Two People in a Dory

On the Grand Canyon, we put multiple people in a Dory on 4 separate occasions, twice on the Colorado, once canyoneering, once spelunking. The following pix are from one of the times on the big river (others are forthcoming, once I get them from friends).

Configurations We Tried:

1. Canoe Style: Two in the raw (unrigged) Dory, one sitting on the seat pad, facing forward or aft (forward for rapids, aft for flatwater & afternoon tea), kayak paddles and/or halved paddles. Occupants in the 140-170 pound range, I’d guess.
Biggest Rapid Run: 5 on the Canyon Scale (1-10 scale), Class III, large waves.[/b]
Results: Very good. Very stable: the open dory gets a lot of water in it in the big waves and eddy lines, the but two people actually make it VERY stable. The most successful method was giving each paddling 1/2 a breakdown paddle, so they paddled like canoeists. The boat held up great, despite the large forces two people put on it. Having a bailer is highly recommended, as is a drysuit, wetsuit, etc… the boat gets a lot of water in it. Nobody swam.

2. Lewis & Clark style: pure comedy: 2 guys, (160 lbs. and 200+ lbs.) in the Dory, plus the oarframe. Non-rower had a kayak paddle
to brace. We ran constant riffles, a 4 (Zoroaster) and tried to surf unsuccessfuly (kept arguing like Laurel and Hardy, about how to get the wave).
Results: Hysterical. Giggled for about 1/2 a mile, straight, then got in a sea battle with our kayakers. Only swam when we jumped overboard in order to take the battle to the retreating enemy. However, it’s hard to get a good oarstroke with your buddy in the bow, as a result of how far forward the current oarlocks sit. Pix forthcoming.

3. Caving & Canyoneering: Used the Dory, unrigged, as a ferry-boat to cross canyon pools, and travel a couple hundred meters through flooded tunnels. 2-4 occupants, including multiple big guys (200+ pounds) at the same time. Hand-paddled, used pull-tethers, single-kayak-paddler, and commando-sneaking under low cave ceilings by pulling with our hands.
Results: Excellant. I hope the pictures come out. With 3 big guys, expect to ship water. The tubes get low in the water. We only carried 4 when the fourth was a pirate who jumped on board and hung of the back; much hilarity. However, the boat did great. At one point, a rock climber fell 5 or 6 into the Dory in a pool, directly onto the floor, and caused no damage. The fact that you can just throw the unrigged boat over obstacles and up steep rock came in handy, as well.
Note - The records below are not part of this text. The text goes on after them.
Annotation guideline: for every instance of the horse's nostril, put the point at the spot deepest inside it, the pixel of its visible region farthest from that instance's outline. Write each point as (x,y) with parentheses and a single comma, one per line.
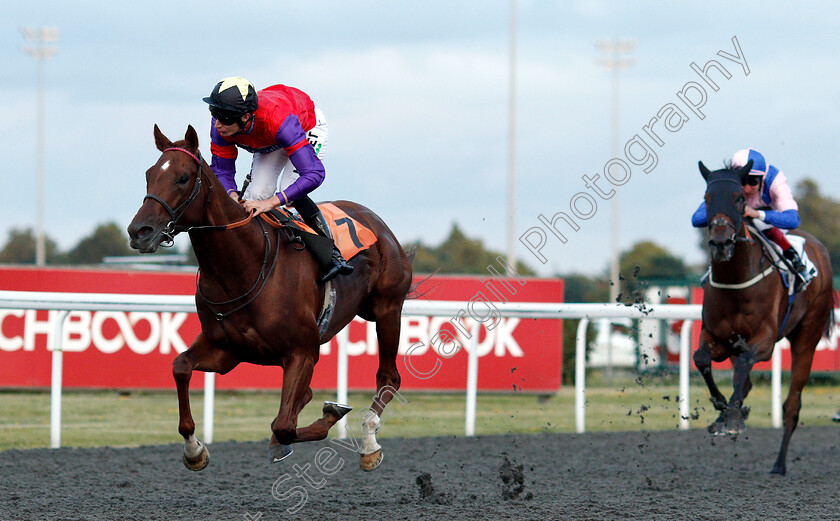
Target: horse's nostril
(143,232)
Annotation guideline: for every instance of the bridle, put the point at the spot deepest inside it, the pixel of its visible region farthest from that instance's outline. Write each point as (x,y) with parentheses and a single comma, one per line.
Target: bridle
(720,221)
(172,228)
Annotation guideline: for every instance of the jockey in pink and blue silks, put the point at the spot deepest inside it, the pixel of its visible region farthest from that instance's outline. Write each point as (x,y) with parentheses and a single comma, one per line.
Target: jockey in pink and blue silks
(770,203)
(278,125)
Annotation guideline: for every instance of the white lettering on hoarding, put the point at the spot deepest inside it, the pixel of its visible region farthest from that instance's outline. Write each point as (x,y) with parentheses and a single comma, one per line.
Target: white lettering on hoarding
(6,343)
(85,328)
(111,331)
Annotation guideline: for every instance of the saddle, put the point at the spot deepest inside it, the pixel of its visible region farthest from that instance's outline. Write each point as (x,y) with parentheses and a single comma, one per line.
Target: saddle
(350,236)
(776,256)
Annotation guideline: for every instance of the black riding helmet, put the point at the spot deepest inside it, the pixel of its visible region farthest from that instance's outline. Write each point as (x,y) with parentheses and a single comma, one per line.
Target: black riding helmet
(231,98)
Two people in a Dory isn’t as maneuverable as being alone in the boat, for certain, but it’s a lot of fun, and viable for slow canoe-style ventures. We saw the boat will survive big, deep wave trains and eddy lines fine, but will ship a lot of water. I think big ferries or highly technical maneuvers might be very sketchy, at least without some sort of tandem spraydeck.

Stability = high.
Non-Technical Performance = Very Good.
Technical Performance = Unknown, beyond the design intention of the boat. ???
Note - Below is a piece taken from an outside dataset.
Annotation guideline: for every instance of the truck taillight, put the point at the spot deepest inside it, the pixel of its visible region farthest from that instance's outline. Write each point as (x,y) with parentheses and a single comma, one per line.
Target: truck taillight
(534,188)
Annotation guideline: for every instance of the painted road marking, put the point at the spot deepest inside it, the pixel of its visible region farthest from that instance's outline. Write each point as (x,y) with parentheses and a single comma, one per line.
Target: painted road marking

Has anyone else done multi-person Dory ventures?

I found that two people in a dory makes the boat much faster. Especially if one sits face to face on the very stern and bow (on the tube itself), providing the maximum footprint in lenght. Stability on was still fine on flat running water

However, I found it very tireing paddling backward.

The honeymoon position with a backpack, too.

Alatna River, Brooks Range.

This boat is about LLama sized but parallel sided, more like a Dory

My wife, dog, and I navigated 20 miles of the Green River through Labyrinth Canyon with just a Dory. We stripped the Dory of the oar rigs and paddled it like a regular packraft. With gear we had about 400 pound in the one boat. We strapped the packs on the bow, faced one another with the paddler in the stern and the dog in the middle. It was cozy but worked great. It saved a lot of weight making the canyoneering sections of the trip more enjoyable.